The Mississippi town’s latest renewal efforts have shone a light on the little-known tale of Jean Guilhot, who lived alone as a hermit on a nearby island.
For the seaside resort town of Biloxi, Mississippi, preserving the town’s historical treasures is a priority for the Chamber of Commerce in 2013 – and the unique story of their own “island hermit” is taking center stage. The town leaders want to enhance the gravesite of Biloxi’s Robinson Crusoe, who lived in a small shack on a wild island just across from the town in the Gulf of Mexico.
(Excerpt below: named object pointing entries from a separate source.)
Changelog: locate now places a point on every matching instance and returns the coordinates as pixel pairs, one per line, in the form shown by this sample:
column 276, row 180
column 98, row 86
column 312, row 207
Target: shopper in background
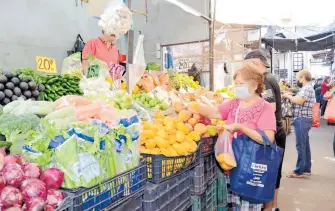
column 102, row 48
column 325, row 87
column 253, row 113
column 317, row 89
column 302, row 122
column 272, row 95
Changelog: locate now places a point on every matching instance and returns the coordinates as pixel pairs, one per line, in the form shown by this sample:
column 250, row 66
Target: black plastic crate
column 207, row 145
column 203, row 174
column 132, row 204
column 67, row 204
column 171, row 195
column 207, row 201
column 161, row 168
column 112, row 192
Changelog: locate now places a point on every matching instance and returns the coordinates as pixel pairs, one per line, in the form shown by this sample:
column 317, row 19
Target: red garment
column 98, row 48
column 324, row 88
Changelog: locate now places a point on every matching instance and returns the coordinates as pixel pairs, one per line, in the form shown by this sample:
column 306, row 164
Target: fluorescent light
column 185, row 7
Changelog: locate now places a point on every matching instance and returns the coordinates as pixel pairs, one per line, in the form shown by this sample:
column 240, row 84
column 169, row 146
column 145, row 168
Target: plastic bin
column 160, row 167
column 207, row 145
column 203, row 174
column 112, row 192
column 67, row 204
column 222, row 187
column 170, row 195
column 133, row 204
column 207, row 201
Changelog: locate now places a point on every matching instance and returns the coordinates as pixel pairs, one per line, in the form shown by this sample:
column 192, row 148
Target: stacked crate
column 204, row 178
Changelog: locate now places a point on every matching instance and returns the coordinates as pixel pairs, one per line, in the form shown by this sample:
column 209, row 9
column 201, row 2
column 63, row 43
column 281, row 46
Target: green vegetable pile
column 57, row 86
column 150, row 102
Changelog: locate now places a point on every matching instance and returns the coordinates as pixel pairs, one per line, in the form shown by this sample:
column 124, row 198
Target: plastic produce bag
column 224, row 152
column 72, row 65
column 316, row 115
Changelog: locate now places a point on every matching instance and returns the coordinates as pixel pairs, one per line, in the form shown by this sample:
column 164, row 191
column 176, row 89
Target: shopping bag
column 254, row 178
column 316, row 115
column 330, row 110
column 224, row 152
column 286, row 107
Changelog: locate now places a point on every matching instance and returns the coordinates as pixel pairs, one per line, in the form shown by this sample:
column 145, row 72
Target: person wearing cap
column 102, row 48
column 272, row 95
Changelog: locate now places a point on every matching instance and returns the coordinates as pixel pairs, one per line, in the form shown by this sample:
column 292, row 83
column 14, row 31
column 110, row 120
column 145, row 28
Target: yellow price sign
column 46, row 65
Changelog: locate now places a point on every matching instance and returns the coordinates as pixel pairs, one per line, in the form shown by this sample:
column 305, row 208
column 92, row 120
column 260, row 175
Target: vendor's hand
column 286, row 95
column 233, row 127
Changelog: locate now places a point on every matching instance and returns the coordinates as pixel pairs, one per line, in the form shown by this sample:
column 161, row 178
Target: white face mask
column 242, row 92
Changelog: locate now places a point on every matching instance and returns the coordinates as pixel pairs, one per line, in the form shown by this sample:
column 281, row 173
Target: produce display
column 24, row 186
column 57, row 86
column 173, row 136
column 229, row 91
column 150, row 102
column 14, row 86
column 178, row 81
column 69, row 131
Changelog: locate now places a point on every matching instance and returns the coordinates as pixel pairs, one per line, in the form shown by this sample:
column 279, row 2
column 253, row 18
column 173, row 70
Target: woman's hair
column 251, row 72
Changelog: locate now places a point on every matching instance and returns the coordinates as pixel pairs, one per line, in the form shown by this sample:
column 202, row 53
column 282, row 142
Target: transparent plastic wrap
column 224, row 152
column 94, row 86
column 127, row 143
column 72, row 65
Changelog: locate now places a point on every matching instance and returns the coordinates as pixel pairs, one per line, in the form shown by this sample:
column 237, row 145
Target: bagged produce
column 19, row 107
column 224, row 152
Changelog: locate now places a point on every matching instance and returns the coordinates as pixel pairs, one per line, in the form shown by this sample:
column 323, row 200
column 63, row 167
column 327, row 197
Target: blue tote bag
column 254, row 178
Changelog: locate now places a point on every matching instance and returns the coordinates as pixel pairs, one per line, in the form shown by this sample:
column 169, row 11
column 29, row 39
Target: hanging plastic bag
column 224, row 151
column 116, row 18
column 316, row 115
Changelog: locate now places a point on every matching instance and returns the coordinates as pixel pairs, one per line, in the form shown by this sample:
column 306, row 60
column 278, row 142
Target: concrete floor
column 317, row 192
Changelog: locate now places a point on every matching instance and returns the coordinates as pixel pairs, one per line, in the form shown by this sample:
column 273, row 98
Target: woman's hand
column 232, row 128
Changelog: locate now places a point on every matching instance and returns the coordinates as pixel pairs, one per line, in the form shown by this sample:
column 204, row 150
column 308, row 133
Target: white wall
column 41, row 28
column 31, row 28
column 168, row 24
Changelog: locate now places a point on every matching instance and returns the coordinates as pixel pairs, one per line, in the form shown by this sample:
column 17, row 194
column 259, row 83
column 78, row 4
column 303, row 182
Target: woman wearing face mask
column 253, row 113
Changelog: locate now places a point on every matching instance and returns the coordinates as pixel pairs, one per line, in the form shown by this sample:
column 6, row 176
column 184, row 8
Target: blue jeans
column 302, row 127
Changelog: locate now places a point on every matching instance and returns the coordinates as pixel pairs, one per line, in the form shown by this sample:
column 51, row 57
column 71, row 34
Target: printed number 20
column 44, row 64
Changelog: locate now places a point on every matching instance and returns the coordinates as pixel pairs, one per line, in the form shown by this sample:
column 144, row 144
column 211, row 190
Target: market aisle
column 318, row 191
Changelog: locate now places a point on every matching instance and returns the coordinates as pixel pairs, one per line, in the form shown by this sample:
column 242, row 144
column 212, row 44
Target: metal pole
column 212, row 6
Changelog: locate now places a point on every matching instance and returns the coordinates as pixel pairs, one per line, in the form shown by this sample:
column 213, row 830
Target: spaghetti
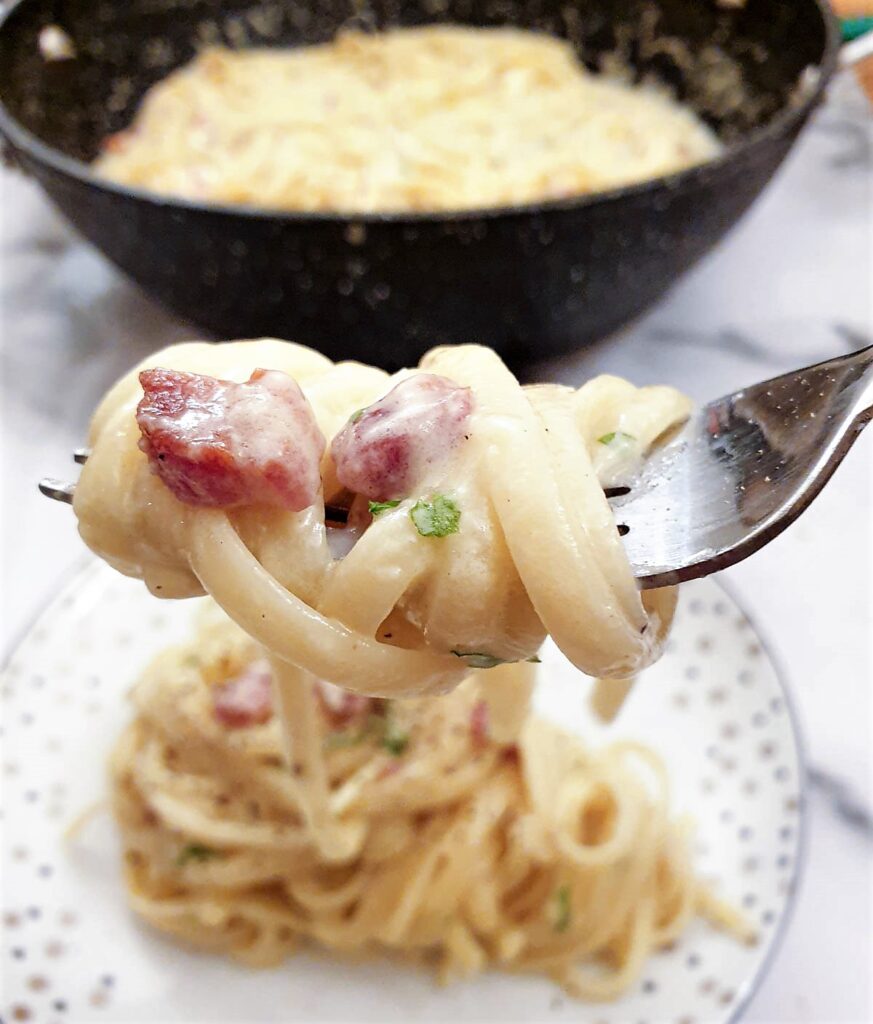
column 259, row 804
column 472, row 834
column 436, row 118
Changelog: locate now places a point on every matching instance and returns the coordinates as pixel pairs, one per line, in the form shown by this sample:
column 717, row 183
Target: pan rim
column 20, row 138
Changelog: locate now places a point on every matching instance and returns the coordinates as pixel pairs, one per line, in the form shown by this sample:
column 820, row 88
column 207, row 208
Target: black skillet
column 530, row 281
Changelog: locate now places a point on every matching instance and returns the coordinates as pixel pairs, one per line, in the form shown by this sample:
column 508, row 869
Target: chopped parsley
column 616, row 435
column 377, row 508
column 197, row 852
column 378, row 728
column 348, row 737
column 437, row 517
column 394, row 739
column 563, row 911
column 478, row 659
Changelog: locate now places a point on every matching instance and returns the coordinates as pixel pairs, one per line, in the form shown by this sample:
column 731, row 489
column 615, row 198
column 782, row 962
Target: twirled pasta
column 536, row 550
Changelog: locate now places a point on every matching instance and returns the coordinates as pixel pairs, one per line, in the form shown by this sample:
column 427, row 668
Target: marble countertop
column 792, row 285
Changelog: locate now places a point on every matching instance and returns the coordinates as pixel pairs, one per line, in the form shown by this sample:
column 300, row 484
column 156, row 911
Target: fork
column 736, row 474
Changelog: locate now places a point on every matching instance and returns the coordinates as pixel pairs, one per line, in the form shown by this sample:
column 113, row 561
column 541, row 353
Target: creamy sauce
column 436, row 118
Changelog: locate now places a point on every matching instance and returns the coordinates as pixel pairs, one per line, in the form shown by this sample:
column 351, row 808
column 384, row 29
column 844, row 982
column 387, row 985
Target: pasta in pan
column 433, row 118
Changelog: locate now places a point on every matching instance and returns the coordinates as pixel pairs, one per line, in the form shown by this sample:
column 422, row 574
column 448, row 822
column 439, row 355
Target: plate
column 713, row 707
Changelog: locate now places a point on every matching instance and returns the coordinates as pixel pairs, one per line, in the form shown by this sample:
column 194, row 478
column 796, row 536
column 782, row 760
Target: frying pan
column 531, row 281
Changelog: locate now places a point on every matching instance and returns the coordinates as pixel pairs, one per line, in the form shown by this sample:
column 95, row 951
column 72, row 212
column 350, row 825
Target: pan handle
column 856, row 51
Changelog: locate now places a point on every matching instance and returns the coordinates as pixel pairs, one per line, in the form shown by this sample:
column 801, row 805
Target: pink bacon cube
column 246, row 700
column 387, row 451
column 219, row 444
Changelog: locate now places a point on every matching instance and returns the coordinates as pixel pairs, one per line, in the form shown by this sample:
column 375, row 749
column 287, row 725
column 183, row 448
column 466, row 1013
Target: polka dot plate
column 713, row 707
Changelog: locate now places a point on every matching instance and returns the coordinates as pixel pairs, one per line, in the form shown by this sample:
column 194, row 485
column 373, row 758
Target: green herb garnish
column 616, row 435
column 197, row 852
column 478, row 659
column 394, row 739
column 563, row 910
column 379, row 728
column 348, row 737
column 377, row 508
column 437, row 517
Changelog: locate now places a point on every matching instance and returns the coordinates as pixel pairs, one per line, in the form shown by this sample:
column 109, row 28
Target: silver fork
column 742, row 469
column 735, row 475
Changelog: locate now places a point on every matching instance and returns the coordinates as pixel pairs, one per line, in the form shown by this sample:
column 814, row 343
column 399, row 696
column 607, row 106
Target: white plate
column 713, row 708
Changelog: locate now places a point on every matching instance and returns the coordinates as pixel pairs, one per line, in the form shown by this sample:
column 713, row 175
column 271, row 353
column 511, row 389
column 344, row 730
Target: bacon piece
column 246, row 700
column 341, row 707
column 219, row 444
column 387, row 451
column 479, row 723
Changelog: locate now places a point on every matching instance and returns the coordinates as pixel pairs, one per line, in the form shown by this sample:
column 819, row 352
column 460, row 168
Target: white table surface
column 793, row 284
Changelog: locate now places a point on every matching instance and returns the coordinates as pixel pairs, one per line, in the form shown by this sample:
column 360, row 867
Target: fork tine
column 57, row 489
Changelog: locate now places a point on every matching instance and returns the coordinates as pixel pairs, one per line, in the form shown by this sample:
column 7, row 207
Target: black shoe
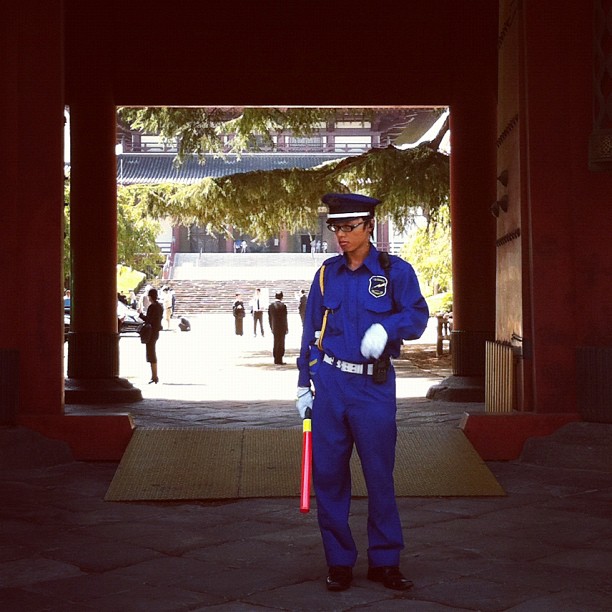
column 339, row 578
column 390, row 576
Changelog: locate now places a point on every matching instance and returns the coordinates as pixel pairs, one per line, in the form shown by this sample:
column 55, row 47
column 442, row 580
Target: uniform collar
column 370, row 262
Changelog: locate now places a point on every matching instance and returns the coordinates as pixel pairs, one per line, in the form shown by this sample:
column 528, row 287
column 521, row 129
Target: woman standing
column 153, row 316
column 238, row 311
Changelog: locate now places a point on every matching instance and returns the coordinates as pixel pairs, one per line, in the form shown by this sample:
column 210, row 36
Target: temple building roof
column 156, row 168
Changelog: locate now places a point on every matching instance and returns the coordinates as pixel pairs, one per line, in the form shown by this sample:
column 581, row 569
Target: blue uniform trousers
column 350, row 409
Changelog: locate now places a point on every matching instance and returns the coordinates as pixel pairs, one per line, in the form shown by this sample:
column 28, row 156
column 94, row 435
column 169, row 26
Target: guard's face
column 355, row 239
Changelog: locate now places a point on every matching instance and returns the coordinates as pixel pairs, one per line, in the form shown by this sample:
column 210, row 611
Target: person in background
column 167, row 303
column 144, row 300
column 238, row 311
column 257, row 308
column 277, row 317
column 153, row 316
column 361, row 305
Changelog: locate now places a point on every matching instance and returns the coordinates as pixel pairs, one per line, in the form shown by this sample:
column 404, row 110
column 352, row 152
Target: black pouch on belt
column 381, row 370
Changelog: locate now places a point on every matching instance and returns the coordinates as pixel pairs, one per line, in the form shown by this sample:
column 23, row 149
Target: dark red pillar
column 473, row 190
column 93, row 342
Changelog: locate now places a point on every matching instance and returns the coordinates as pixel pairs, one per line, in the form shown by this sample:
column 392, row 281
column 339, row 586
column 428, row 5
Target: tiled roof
column 155, row 168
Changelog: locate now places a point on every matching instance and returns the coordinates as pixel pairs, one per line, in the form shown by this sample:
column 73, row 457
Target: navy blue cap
column 347, row 205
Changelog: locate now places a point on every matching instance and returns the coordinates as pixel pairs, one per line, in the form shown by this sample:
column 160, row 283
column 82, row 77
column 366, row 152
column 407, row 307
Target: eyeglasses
column 332, row 227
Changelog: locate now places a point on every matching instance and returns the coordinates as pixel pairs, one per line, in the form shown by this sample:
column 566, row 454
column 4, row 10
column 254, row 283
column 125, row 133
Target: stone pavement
column 545, row 546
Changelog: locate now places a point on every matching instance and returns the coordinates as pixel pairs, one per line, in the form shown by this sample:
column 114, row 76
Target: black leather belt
column 351, row 368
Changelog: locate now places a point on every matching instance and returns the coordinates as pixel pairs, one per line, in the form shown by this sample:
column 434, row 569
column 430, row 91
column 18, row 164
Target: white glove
column 304, row 400
column 374, row 341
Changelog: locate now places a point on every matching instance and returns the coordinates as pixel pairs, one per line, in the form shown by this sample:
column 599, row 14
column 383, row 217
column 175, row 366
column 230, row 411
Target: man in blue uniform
column 360, row 306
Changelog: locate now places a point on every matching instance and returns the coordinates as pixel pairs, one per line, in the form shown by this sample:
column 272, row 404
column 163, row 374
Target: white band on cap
column 348, row 215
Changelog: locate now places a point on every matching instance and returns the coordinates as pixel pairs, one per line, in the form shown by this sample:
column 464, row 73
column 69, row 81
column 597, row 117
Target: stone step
column 194, row 297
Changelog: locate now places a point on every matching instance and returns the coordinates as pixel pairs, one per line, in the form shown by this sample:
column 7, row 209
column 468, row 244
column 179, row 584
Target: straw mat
column 209, row 464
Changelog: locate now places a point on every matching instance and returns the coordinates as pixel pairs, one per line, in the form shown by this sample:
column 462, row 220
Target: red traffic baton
column 306, row 461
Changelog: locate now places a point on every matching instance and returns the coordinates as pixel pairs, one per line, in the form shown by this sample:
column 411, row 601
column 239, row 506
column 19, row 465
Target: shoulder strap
column 385, row 262
column 324, row 324
column 321, row 279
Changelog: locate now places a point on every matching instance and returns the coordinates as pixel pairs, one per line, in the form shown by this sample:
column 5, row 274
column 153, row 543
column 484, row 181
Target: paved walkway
column 546, row 546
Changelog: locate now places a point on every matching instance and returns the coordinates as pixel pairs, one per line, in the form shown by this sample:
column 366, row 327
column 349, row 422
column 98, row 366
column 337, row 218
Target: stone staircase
column 197, row 297
column 208, row 282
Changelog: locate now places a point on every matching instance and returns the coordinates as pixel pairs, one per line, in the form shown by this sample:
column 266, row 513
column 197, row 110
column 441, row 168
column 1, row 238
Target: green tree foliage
column 410, row 182
column 429, row 251
column 136, row 233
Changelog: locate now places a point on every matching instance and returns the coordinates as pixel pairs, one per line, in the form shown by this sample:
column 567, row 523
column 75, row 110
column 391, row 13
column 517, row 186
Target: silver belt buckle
column 354, row 368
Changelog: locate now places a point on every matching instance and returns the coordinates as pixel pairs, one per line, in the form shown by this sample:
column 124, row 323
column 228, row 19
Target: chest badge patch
column 378, row 286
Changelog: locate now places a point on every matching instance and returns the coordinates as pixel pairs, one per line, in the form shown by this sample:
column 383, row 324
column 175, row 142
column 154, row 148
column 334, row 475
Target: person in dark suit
column 238, row 312
column 153, row 316
column 277, row 316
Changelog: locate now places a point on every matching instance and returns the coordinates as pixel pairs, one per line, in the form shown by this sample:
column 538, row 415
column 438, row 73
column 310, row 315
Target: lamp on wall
column 499, row 205
column 503, row 178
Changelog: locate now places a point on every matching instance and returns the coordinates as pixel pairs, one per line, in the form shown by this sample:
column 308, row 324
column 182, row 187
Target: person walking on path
column 361, row 305
column 153, row 317
column 238, row 312
column 257, row 308
column 168, row 309
column 277, row 316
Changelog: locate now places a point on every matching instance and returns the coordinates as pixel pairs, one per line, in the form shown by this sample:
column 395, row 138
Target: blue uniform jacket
column 356, row 300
The story of the Deer Island Hermit began when French émigré Jean Guilhot set up a small oyster business on the island in the 1920’s, and built his family a house on the island’s shores. This move to the peaceful, ½ mile-long isle was to be his downfall, however – the unexpected death of his wife and a devastating hurricane that destroyed his home would forever alter his life.
Opting to live in a small shack rather than rebuild his ruined house, Guilhot, with his wild beard and grizzled appearance, became known as a local character – and even served as a frightening bogeyman for area youngsters. By all accounts, however, the hermit of Deer Island was a peaceful man who simply wanted to be left alone on his deserted paradise, making a small living by selling oysters and taking the occasional trip into town.
But despite his hermitic lifestyle, he had no shortage of friends – and business associates, too. One of his closest relationships was with local tour operator Captain Louis Gorenflo, who brought Guilhot groceries delivered mail to a wooden mailbox set out into the water. In exchange, the hermit was featured in the Captain’s adverts, and thrilled boatloads of tourists by paddling over in his skiff and giving a one-man concert of old French songs.
The subject of a number of articles, interviews and local documentaries while he was alive, it’s no wonder the Biloxi Chamber of Commerce are eager to make a more fitting final resting place for their famous island hermit, with a new headstone and a concrete marker covered with shells taken from his beloved island. After all, when Guilhot passed away in 1959, Deer Island – and the town of Biloxi itself – became just a little less colorful.